Thanks for chatting with us Jon! What got you interested in privacy?
I’ve always been interested in people’s right to privacy. Many years ago, I worked for a local authority in customer services and my manager asked me to do some training in freedom of information and data protection rights. One thing led to another and I got more involved in the subject, reading more widely, writing and talking about it. Data protection and privacy are important for us all.
Although you work within a law firm, you’re not a lawyer! Tell us a bit about your responsibilities at Mishcon de Reya.
You’re right, I’m not a lawyer, but I do work alongside Mishcon lawyers as a subject matter expert. I’ve been here for three years and I do an enormous range of work across all of the firm’s practice areas. That can be contracts, transactions, working with or defending against regulators, working for private individuals to exercise their rights, and acting for companies in terms of their obligations. So there’s lots of variety and it’s always interesting.
Why do you think data protection is often framed as a legal issue?
One can’t get away from the fact that there is law underpinning this; it’s not just about societal or ethical values. This is a technical subject and one that involves an analysis and an understanding of the law. That can be a challenge for some companies. But this does stretch beyond the law to the whole of a business’s operations. Almost everything companies do is likely to involve the processing of personal data in some way.
How has the privacy conversation developed across sectors?
One of the consequences of the General Data Protection Regulation (GDPR) was a greater understanding and knowledge about these issues. If I go back 10 or 15 years, the Data Protection Officer was a very lonely person who was only brought out when something went horribly wrong. Data protection lawyers were also very isolated. This was seen as a narrow, very technical piece of work. Thankfully, that’s starting to change.
What are some of the mistakes you see companies making?
Clients will ask me to look at a contract, but only the data protection section. I always insist that I need to understand the wider context. That’s a common misstep – to see this as something you can draw a line around. I’ve also seen people invest in expert advice that isn’t very good, which might be worse than getting no advice at all! Consultants will come in for a short period of time, and leave a few sheets of paper behind that no one ever looks at again. The fact is, you can’t get someone to come in and sort out your compliance. This isn’t something that’s done to you but something that you do yourself, with support if necessary. That enables you to build these skills in house, create your own documentation that you understand and which is relevant to the wider business.

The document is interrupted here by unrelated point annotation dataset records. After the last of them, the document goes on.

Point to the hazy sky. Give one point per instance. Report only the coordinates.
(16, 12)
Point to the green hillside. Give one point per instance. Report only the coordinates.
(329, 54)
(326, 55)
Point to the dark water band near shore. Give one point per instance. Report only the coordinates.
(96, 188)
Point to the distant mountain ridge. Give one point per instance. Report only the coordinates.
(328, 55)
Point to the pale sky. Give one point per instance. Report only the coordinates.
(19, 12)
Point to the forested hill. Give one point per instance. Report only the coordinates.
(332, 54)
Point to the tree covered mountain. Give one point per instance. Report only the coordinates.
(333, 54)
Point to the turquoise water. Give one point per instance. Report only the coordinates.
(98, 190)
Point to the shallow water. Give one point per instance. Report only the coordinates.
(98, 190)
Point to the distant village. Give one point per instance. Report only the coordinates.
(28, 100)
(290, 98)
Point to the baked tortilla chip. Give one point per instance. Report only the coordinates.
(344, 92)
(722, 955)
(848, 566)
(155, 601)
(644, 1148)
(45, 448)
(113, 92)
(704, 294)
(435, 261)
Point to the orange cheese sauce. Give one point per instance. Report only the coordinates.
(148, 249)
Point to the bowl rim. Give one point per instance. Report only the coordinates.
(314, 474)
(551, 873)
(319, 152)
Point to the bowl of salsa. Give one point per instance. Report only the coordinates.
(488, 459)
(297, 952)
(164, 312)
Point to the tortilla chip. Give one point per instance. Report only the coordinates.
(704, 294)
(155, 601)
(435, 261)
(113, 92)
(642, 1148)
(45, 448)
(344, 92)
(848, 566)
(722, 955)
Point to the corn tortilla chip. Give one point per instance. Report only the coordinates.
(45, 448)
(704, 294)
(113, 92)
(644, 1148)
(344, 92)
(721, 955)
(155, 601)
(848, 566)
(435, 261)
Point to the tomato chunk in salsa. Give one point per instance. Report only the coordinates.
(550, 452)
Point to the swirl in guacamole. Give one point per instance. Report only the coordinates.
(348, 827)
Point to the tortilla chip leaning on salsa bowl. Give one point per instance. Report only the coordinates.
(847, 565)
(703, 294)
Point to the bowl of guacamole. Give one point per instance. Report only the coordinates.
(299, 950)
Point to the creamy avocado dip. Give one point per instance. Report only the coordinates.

Where should companies start?
It’s really important to identify the right people in your organisation to lead on this. And they might not be the obvious people – you might have a customer service manager who’s really interested in personal data rights like I was, or you might have an IT person who’s thinking more deeply about data flows. Ask who’s interested, don’t just parachute someone into the role. Then there are tools. I’m not just selling the Privacy Compliance Hub and Hub Plus…
Are you sure? We don’t mind if you are
Well it is an initiative. And Hub Plus is one that Mishcon and Privacy Compliance Hub have developed together. There are lots of companies who claim to offer software solutions to compliance but this is the only one I’ve recommended because it works. It encourages clients to get their own team together and do the spade work themselves. That’s the only way you’re going to make a real improvement.
What are the benefits of getting this right?
At a fundamental level you don’t want to break the law. But more than that, this is the right thing to do. I think people respect that and want to work for and deal with companies behaving ethically on this issue. More commercially speaking, if you get data protection and privacy compliance right, you’re exercising really good business practice. You’re identifying what data you’ve got, what you’re using it for and how you’re keeping it secure. The basic principles of data protection law complement the basic principles of good business practice.
How do you think Brexit will impact data protection practices in the UK?
For the movement of personal data to continue between the EU and the UK, there has to be a broadly equivalent level of protection between the two so I don’t foresee a wholesale change. The UK was one of the initiators of our modern human rights framework, post World War II. Data protection rights are part of that package.
What else do you think the future holds for data protection and privacy?
Personally, I would like to see a slightly different enforcement approach from the Information Commissioner’s Office (ICO) – less of a focus on big security incidents, and more on individual issues, such as failure to comply with subject data requests. There is also a case against Google going to the Supreme Court in April that, if successful, may lead to a flood of compensation claims. I think such action raises a very interesting point. What’s my personal data worth? And if these companies are getting value from it and aren’t telling me about it, do I have a right to claim compensation? We’ll have to wait and see.